Diese erste Prozessphase kann sich über einen längeren Zeitraum, oft sogar über die gesamte Dauer der 8 Wochen erstrecken. Das bedeutet, dass Symptomfreiheit nicht erreicht wird, aber das Bewusstsein für weitere therapeutische Schritte geschaffen worden ist.

Abhängig von der Persönlichkeitsstruktur und den kognitiven Fähigkeiten kann ferner an der Introspektionsfähigkeit, an der Konfrontierbarkeit und an der Konfliktfähigkeit gearbeitet werden.

Wissenschaftlich zu erwartende Erfolgsrate

Nach den harten Kriterien (Gewichtszunahme, Verbesserung des sozialen Funktionierens und der psychosexuellen Entwicklung) bei ambulanten Therapien der Anorexia nervosa ergeben sich folgende Resultate:

  • Bei anorektischen Patienten hilft eine unterstützende Medikation wenig (Walsh, 1992).
  • Nur 60% der Anorexia nervosa Patienten sind für eine stationäre Behandlung motivierbar (Crisp et al., 1991). Für teilstationäre oder ambulante Behandlungen sind 90% motivierbar. Individuelle Therapie führt zu den meisten Therapieabbrüchen, in Familientherapie sowie Gruppentherapie können Patienten länger gehalten werden.
  • 1 Jahr nach der teilstationären oder ambulanten Behandlung ist eine Gewichtszunahme von 9-10.2kg bei Anorexia nervosa Patienten zu erwarten (Crisp et al., 1991).
  • Teilstationäre oder ambulante Behandlungen sind für Anorexia nervosa Patienten genauso effektiv wie viel längere Hospitalisationen (Crisp et al., 1991).
  • Bei jüngeren Patienten mit einer kürzeren Krankheitsdauer ist der Einbezug der Familie wesentlich (Russell, Szmukler, Dare, & Eisler, 1987).

 

Literatur Magersucht

Crisp, A.H., Norton, K., Gowers, S., Halek, C., Bowyer, C., Yeldham, D., Levett, G., & Bhat, A. (1991). A controlled study of the effect of therapies aimed at adolescent and familiy psychopathology in anorexia nerovsa. British Journal of Psychiatry, 159, 325-333.

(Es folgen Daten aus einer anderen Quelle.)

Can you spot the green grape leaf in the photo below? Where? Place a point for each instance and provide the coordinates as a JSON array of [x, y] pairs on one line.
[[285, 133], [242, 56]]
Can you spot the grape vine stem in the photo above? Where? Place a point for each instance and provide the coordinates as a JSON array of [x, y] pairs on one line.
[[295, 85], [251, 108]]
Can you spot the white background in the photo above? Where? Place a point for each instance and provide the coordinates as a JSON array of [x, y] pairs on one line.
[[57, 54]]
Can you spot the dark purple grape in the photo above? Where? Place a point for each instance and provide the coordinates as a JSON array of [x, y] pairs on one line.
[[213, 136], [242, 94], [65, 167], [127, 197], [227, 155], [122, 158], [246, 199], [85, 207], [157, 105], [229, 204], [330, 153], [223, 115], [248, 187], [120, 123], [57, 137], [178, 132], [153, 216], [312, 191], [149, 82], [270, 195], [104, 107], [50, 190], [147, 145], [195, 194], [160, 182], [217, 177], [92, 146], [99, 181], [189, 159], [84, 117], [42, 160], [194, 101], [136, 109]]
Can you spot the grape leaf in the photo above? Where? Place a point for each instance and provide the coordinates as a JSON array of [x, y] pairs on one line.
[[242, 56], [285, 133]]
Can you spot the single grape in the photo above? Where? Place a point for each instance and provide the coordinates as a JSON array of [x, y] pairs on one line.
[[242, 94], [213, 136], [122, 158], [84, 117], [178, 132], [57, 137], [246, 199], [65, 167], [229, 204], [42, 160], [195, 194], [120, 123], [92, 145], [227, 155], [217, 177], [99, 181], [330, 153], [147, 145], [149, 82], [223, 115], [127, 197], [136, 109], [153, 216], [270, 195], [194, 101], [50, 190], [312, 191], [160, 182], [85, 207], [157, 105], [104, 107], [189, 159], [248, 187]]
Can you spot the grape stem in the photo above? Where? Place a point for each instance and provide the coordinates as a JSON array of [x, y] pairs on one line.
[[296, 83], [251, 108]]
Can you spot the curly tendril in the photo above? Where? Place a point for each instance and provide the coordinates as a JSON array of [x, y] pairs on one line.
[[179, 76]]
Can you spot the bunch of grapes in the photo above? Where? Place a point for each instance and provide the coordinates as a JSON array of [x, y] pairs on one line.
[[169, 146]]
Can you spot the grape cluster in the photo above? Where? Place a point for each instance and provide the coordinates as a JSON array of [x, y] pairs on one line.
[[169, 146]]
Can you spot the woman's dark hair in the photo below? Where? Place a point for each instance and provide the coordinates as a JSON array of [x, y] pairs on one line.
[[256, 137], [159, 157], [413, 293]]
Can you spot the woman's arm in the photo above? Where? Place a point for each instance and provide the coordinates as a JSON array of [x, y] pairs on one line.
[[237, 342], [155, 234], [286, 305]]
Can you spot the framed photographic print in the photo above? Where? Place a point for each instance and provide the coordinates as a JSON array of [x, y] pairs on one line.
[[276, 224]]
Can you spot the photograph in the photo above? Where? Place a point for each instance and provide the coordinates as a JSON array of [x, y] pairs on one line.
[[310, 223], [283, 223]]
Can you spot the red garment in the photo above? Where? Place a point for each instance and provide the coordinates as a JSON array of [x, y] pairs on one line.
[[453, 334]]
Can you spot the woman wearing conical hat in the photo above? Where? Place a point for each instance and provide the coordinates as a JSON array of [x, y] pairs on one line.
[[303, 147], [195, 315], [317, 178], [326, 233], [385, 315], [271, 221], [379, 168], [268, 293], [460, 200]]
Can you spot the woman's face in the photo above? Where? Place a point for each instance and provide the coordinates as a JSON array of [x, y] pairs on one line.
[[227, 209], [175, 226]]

Russell, G.F.M., Szmukler, G.I., Dare, C., & Eisler, (. (1987). An evaluatioin of family therapy in anorexia nervosa and bulimia nervosa. Archives of General Psychiatry, 44, 1047-1056.

Walsh, B.T. (1992). Pharmacological treatment of eating disorders. In K. Halmi (Ed.), The psychobiology and treatment of anorexia nervosa and bulimia nervosa (pp. 329-340). Washington, D.C.: American Psychiatric Press.

Wilson, G.T., & Fairnburn, C.G. (1993). Treaments for eating disorders. In P.E. Nathan, & J.M. Gorman (1998). A guide to treatments that work (S. 501-530). New York: Oxford University Press.